The question of whether it was within the power of the US to prevent the Holocaust—or at least to reduce the number of its victims—is usually posed as a military one: Should the Allies have directed some of the war effort toward disrupting the operation of concentration camps, for example by bombing the railroad lines to Auschwitz? This searching, compulsively watchable documentary, which juxtaposes archival photographs and news footage with interviews with Holocaust refugees, survivors, and historians, puts the question differently: Why did the US turn away the flood of Jewish refugees who sought to escape Europe in the 1930s and early 1940s? As the historian Rebecca Erbelding comments on camera, “Even though the Holocaust physically took place in Europe, it is a story that Americans have to reckon with too.”
“As a young country, America could not afford to turn people away; there was simply too much land to fill, too much work to be done,” Jia Lynn Yang writes in One Mighty and Irresistible Tide: The Epic Struggle Over American Immigration, 1924–1965 (2020). Between 1870 and 1914 nearly 25 million people, mostly from Southern and Eastern Europe, made their way to the US. The Statue of Liberty, installed in New York Harbor in 1886, became an embodiment of the country’s openness to newcomers. In her poem “The New Colossus,” Emma Lazarus addresses the statue as “Mother of Exiles,” channeling its spirit in the well-known lines “Send these, the homeless, tempest-tost to me,/I lift my lamp beside the golden door!”
Lazarus’s vision, according to The US and the Holocaust, was more dream than reality. As the historian Peter Hayes comments, “Exclusion of people and shutting them out has been as American as apple pie.” While Burns has sometimes been accused of nostalgia in his approach to the American past—particularly in his documentary series about the Civil War—the new series is a scathing, even bombastic indictment of US immigration policy over the past 160 years.

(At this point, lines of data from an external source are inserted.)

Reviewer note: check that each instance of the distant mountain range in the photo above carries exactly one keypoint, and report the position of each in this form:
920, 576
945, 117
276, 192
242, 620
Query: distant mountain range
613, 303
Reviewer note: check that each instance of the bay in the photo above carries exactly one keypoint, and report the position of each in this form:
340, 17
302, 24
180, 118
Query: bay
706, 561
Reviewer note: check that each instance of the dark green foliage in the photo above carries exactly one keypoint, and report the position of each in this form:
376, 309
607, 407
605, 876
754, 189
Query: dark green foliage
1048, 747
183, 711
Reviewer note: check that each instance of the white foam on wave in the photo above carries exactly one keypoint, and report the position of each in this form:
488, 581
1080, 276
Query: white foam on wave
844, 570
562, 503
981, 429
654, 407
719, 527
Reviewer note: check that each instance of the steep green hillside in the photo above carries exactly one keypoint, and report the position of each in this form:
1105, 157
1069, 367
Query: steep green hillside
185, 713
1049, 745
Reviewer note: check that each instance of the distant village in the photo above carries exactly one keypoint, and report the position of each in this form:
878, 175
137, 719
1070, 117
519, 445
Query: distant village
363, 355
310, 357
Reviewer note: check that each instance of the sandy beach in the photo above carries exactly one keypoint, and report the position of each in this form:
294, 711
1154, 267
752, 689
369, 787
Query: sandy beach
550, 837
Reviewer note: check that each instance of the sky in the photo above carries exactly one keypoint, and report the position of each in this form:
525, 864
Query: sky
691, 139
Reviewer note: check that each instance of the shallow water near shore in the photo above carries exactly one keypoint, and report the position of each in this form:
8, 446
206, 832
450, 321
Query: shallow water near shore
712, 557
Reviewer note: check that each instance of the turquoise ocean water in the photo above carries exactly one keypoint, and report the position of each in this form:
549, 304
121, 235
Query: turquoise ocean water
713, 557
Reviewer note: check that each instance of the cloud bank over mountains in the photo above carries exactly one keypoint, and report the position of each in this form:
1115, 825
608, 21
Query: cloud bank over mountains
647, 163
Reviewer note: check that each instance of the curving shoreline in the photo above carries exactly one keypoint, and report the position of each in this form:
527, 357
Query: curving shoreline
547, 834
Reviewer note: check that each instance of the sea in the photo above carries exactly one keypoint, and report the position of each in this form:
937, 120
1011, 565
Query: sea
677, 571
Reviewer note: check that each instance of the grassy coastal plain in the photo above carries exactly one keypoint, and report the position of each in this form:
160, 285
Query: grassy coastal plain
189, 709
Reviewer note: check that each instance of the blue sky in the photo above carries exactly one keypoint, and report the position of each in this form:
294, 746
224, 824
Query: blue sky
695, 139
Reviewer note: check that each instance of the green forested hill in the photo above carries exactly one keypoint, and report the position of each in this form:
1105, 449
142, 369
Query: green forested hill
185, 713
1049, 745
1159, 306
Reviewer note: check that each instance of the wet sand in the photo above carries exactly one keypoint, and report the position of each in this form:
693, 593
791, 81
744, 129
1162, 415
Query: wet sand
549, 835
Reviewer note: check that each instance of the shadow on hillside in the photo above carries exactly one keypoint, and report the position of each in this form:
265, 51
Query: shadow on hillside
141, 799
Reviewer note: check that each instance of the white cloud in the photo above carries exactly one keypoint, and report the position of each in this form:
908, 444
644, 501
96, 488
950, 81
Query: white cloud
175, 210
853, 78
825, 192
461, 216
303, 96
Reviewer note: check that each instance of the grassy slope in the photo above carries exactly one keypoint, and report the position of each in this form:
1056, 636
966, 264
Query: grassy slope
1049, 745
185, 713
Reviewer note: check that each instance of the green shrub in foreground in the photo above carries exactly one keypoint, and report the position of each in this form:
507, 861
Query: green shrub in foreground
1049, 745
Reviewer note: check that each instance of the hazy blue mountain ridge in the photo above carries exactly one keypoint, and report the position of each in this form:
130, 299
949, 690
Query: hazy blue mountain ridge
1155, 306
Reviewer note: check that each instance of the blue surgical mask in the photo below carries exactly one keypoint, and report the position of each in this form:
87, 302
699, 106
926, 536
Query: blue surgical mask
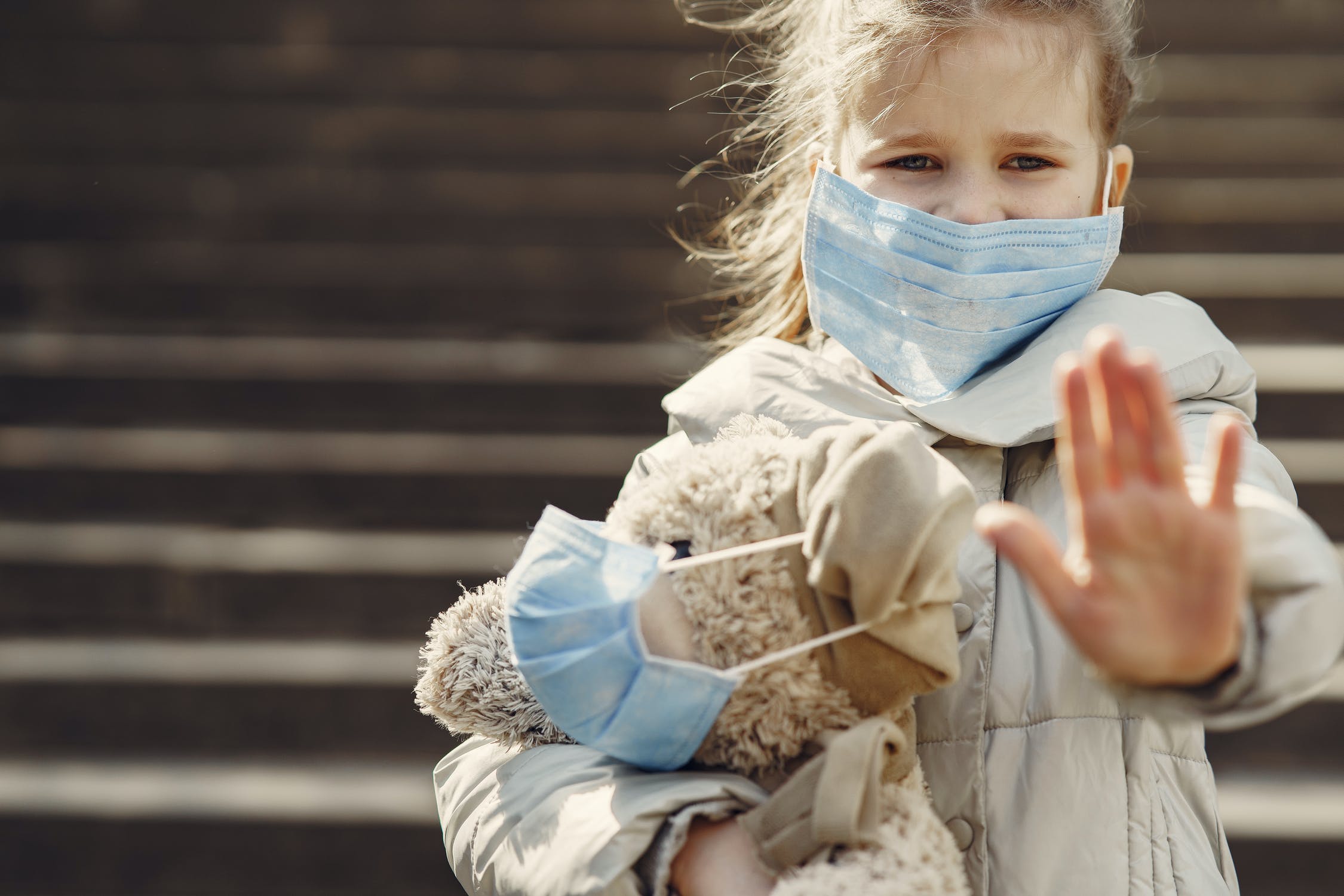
573, 616
926, 303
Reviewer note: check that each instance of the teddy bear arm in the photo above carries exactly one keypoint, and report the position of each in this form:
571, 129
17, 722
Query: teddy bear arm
468, 682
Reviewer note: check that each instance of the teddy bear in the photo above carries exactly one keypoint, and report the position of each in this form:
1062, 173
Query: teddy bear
830, 732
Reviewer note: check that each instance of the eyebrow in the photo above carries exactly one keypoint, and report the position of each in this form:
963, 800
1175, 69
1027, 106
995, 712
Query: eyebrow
928, 139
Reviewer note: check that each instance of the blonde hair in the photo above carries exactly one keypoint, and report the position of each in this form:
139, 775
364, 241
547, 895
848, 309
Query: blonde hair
807, 62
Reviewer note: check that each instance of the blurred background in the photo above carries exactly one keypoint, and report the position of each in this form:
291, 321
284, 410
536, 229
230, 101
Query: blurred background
307, 309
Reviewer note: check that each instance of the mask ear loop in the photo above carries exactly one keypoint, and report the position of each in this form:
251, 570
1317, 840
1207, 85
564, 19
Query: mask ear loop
778, 656
739, 551
761, 547
1105, 187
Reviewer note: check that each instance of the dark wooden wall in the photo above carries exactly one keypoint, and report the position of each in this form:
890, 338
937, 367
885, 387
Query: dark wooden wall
307, 308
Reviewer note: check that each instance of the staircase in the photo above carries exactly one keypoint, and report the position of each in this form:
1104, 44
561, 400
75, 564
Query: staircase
307, 308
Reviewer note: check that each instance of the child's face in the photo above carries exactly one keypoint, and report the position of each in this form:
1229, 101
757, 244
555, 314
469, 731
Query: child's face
992, 128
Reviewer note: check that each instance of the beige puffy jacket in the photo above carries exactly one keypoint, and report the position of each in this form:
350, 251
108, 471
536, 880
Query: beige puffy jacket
1051, 781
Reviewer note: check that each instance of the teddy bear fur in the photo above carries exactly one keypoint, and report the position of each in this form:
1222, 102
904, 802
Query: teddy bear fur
717, 496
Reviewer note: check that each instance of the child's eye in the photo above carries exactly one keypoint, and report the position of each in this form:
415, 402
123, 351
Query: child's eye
1030, 163
910, 163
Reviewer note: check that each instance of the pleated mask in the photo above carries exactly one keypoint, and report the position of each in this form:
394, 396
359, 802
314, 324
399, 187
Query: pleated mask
926, 303
573, 616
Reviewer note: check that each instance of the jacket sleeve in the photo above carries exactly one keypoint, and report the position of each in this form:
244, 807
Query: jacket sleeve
562, 820
1294, 613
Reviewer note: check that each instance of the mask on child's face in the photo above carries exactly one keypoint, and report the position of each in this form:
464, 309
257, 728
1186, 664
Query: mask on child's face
573, 616
928, 303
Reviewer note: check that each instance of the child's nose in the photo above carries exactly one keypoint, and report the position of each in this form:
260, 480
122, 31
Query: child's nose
971, 201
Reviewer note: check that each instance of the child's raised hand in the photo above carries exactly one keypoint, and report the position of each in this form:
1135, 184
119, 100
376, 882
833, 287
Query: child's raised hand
1151, 585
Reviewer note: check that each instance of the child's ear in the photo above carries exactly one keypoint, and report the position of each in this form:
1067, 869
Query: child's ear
1124, 158
816, 152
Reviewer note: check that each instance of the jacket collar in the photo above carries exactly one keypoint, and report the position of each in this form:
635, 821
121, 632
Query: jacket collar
1008, 405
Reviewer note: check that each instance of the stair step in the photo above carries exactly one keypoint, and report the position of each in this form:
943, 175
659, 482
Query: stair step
487, 315
367, 360
308, 722
63, 69
304, 500
398, 135
483, 314
324, 453
82, 131
265, 551
312, 192
406, 362
136, 70
207, 662
1242, 24
143, 600
545, 410
76, 856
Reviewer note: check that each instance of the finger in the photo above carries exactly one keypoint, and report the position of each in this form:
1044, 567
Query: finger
1225, 450
1020, 536
1164, 443
1079, 457
1104, 363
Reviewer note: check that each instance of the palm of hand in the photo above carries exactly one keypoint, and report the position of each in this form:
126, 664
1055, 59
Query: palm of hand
1151, 585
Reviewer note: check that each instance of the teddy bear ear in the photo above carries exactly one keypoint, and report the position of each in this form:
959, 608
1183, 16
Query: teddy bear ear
748, 425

In the 1860s Chinese laborers were employed to extend the transcontinental railroad into the American West—dangerous, exhausting work for which they were paid low wages. After the railroad was complete, they spread across the country, sparking protests from white workers who found themselves displaced.1 These protests helped inflame anti-Chinese sentiment and led to the Chinese Exclusion Act of 1882, the first US immigration law to discriminate on the basis of race or class, which blocked Chinese laborers from entering the country (although it allowed Chinese students, teachers, and other white-collar workers). Another immigration act the same year created other categories of inadmissible people, such as convicts, prostitutes, the indigent, and the insane; epileptics and anarchists were later added to the list. In 1917 a new law barred immigrants from virtually all of Asia and imposed a literacy requirement on others.